Joss Whedon has fallen badly from grace in the last ten years, with allegations of on-set abuse and reappraisals of his body of work that have viewed his version of millennial feminism and empowerment in a more sceptical light. Ten years on from Avengers Assemble (or The Avengers if you’re American), it’s hard to return to one of the biggest films of all time in the wake of his fall from grace, especially when the film remains such a well-put-together piece of entertainment. But the film marks a significant shift in the direction of the MCU that, on the one hand, opened up the MCU to having a much more comic tone, but also introduced some of the franchise’s more problematic ideologies.
Avengers Assemble is almost perfectly constructed. It begins by dropping us into a crisis for some of the franchise’s fringe characters, putting SHIELD front and centre, and giving Samuel L. Jackson’s Nick Fury much more to do as Loki arrives on Earth and announces his intentions to take over. Then the film takes its time to reintroduce all of our main characters, before slowly bringing them together aboard a SHIELD helicarrier, where they face their first big crisis as a team while also learning if they can trust one another. And then, briefly separated, they’re then all brought back together for the jaw-dropping Battle of New York, which announces the existence of aliens to humanity and offers a seismic battle that means the Avengers will no longer be in the shadows.
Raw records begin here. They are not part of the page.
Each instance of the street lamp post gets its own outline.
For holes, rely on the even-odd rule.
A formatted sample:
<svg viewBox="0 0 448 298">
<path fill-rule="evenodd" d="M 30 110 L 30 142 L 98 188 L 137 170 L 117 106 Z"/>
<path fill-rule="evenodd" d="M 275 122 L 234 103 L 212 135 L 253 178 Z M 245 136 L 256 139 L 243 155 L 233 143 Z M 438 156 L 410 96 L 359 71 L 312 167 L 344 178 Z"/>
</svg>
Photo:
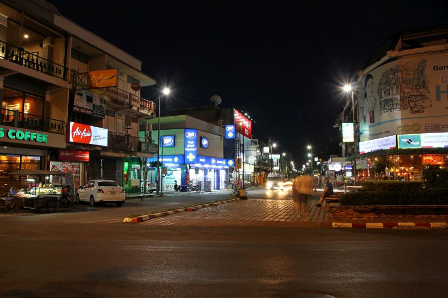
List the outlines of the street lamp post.
<svg viewBox="0 0 448 298">
<path fill-rule="evenodd" d="M 313 177 L 314 176 L 314 173 L 313 172 L 313 147 L 311 145 L 308 145 L 307 148 L 308 149 L 308 150 L 311 150 L 311 153 L 308 153 L 308 157 L 311 157 L 311 177 Z"/>
<path fill-rule="evenodd" d="M 158 148 L 157 149 L 157 190 L 156 192 L 157 194 L 159 194 L 159 189 L 160 189 L 160 194 L 163 194 L 163 188 L 162 187 L 162 183 L 163 183 L 163 177 L 162 176 L 162 168 L 160 166 L 160 161 L 161 158 L 162 161 L 162 167 L 163 166 L 163 144 L 160 144 L 160 140 L 161 139 L 160 138 L 160 102 L 161 99 L 162 98 L 162 93 L 163 93 L 165 95 L 168 95 L 170 94 L 170 89 L 168 88 L 164 88 L 162 91 L 159 92 L 159 119 L 158 119 L 158 125 L 157 127 L 157 137 L 159 138 L 159 140 L 157 142 L 159 144 L 159 146 L 158 146 Z M 162 155 L 160 155 L 160 147 L 162 147 Z"/>
<path fill-rule="evenodd" d="M 351 86 L 344 86 L 344 91 L 351 92 L 351 112 L 353 114 L 353 185 L 356 185 L 356 128 L 354 118 L 354 95 Z"/>
</svg>

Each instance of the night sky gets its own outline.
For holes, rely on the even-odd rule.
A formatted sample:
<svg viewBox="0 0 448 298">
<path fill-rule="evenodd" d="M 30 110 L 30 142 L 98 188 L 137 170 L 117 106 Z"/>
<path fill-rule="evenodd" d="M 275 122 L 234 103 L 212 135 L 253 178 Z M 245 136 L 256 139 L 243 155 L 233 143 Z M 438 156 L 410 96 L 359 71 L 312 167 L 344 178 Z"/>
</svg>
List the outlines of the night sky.
<svg viewBox="0 0 448 298">
<path fill-rule="evenodd" d="M 220 106 L 255 120 L 256 138 L 270 137 L 299 162 L 307 144 L 322 151 L 336 133 L 338 85 L 377 47 L 396 32 L 448 23 L 444 0 L 50 2 L 142 61 L 159 83 L 143 97 L 173 89 L 162 116 L 219 95 Z"/>
</svg>

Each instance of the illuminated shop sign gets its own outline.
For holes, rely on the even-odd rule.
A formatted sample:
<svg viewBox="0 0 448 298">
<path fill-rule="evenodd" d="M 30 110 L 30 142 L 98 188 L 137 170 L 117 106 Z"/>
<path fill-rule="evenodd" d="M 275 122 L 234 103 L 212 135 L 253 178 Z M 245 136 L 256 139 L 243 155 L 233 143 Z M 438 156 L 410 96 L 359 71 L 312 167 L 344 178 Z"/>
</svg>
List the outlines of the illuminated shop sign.
<svg viewBox="0 0 448 298">
<path fill-rule="evenodd" d="M 361 154 L 377 150 L 392 149 L 396 148 L 397 136 L 395 135 L 359 142 L 359 153 Z"/>
<path fill-rule="evenodd" d="M 344 143 L 354 142 L 353 136 L 353 122 L 342 124 L 342 142 Z"/>
<path fill-rule="evenodd" d="M 160 137 L 160 144 L 162 147 L 174 147 L 174 136 L 162 136 Z"/>
<path fill-rule="evenodd" d="M 108 130 L 101 127 L 69 122 L 68 141 L 73 143 L 108 146 Z"/>
<path fill-rule="evenodd" d="M 209 149 L 209 139 L 204 137 L 201 137 L 201 147 L 206 149 Z"/>
<path fill-rule="evenodd" d="M 186 128 L 184 131 L 185 162 L 196 163 L 198 154 L 198 130 Z"/>
<path fill-rule="evenodd" d="M 398 139 L 399 148 L 448 147 L 448 133 L 399 135 Z"/>
<path fill-rule="evenodd" d="M 48 135 L 38 133 L 27 132 L 20 130 L 9 129 L 7 132 L 0 127 L 0 139 L 6 137 L 11 140 L 19 140 L 37 143 L 48 143 Z"/>
<path fill-rule="evenodd" d="M 236 137 L 234 124 L 225 125 L 224 127 L 224 130 L 225 133 L 225 139 L 235 139 Z"/>
<path fill-rule="evenodd" d="M 197 164 L 216 166 L 233 166 L 234 164 L 233 159 L 224 159 L 213 156 L 204 156 L 198 155 Z"/>
</svg>

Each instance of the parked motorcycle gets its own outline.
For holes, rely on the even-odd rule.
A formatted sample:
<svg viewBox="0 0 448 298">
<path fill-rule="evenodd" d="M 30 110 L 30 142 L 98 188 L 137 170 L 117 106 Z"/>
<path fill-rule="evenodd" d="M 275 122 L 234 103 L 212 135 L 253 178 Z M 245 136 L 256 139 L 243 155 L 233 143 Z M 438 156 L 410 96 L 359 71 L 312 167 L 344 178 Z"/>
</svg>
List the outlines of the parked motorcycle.
<svg viewBox="0 0 448 298">
<path fill-rule="evenodd" d="M 182 187 L 181 185 L 177 185 L 177 181 L 174 180 L 174 191 L 178 191 L 182 192 Z"/>
<path fill-rule="evenodd" d="M 15 209 L 14 204 L 14 197 L 0 198 L 0 208 L 4 209 L 8 213 L 12 213 Z"/>
<path fill-rule="evenodd" d="M 197 193 L 201 192 L 201 187 L 199 185 L 194 185 L 193 186 L 191 182 L 190 182 L 190 185 L 188 186 L 187 188 L 187 190 L 189 192 L 191 191 L 195 191 Z"/>
</svg>

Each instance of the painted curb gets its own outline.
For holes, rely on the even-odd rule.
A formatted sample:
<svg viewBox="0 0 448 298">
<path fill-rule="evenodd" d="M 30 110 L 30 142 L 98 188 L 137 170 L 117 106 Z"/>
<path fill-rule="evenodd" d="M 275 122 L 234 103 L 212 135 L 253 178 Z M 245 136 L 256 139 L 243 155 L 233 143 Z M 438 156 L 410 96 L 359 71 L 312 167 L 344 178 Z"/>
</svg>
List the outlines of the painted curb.
<svg viewBox="0 0 448 298">
<path fill-rule="evenodd" d="M 176 210 L 171 210 L 171 211 L 165 211 L 164 212 L 159 212 L 158 213 L 154 213 L 152 214 L 147 214 L 146 215 L 142 215 L 134 218 L 125 218 L 123 220 L 123 223 L 143 223 L 149 220 L 156 219 L 157 218 L 163 216 L 167 216 L 172 214 L 176 214 L 181 212 L 185 212 L 186 211 L 196 211 L 198 209 L 209 207 L 211 206 L 217 206 L 218 205 L 224 204 L 225 203 L 230 203 L 237 201 L 239 199 L 231 199 L 230 200 L 225 200 L 224 201 L 220 201 L 220 202 L 216 202 L 214 203 L 210 203 L 209 204 L 201 204 L 194 206 L 193 207 L 188 207 L 187 208 L 181 208 L 176 209 Z"/>
<path fill-rule="evenodd" d="M 332 223 L 336 228 L 446 228 L 447 223 Z"/>
</svg>

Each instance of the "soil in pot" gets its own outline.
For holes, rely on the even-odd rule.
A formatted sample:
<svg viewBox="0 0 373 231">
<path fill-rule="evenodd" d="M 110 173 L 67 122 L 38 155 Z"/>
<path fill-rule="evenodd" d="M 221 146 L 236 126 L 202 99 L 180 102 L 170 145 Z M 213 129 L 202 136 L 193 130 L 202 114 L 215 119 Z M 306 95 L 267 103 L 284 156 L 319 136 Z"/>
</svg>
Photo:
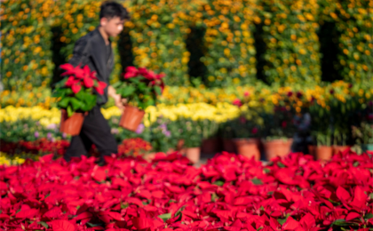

What makes it bounce is the script. While there are a couple of nasty misogynist lines, for the most part the script is content to roll along effortlessly: making neat verbal and thematic connections that tie together the disparate stories in a coherent way; offering bathetic humour that undercuts the seriousness; and feeding in little motifs and pay-offs that instil confidence in the viewer. It’s a film that is confident enough to let its heroes fall into an argument whose actual words are undiscernable while the camera drifts away and turns upside down, stepping outside of the actual content for a moment to reflect on what’s happening. And when the big laughs come – especially from Hulk in his very limited lines – they’re genuinely hilarious.
But while the military has been a big part of the MCU hitherto – from Tony’s unholy alliances with the military to Steve’s role as the military’s frontman, and Bruce’s reluctant agreement to work with them – this is the film that turns everyone into soldiers. Indeed, so far, the military has been a presence but a discrete one, which operates alongside but separately to our heroes. Here, SHIELD is recreated as a terrifyingly over-funded and violent organisation: it’s stockpiling Hydra weapons powered by the Tesseract and creating more powerful ones (a thread here that will pay off to excellent effect in Captain America: The Winter Soldier); it carries nukes that can be fired by a mysterious World Security Council regardless of the wishes of the people manning the weapons carrier; it is conducting secret research that opens up a world-threatening event; and it is massively in love with its guns.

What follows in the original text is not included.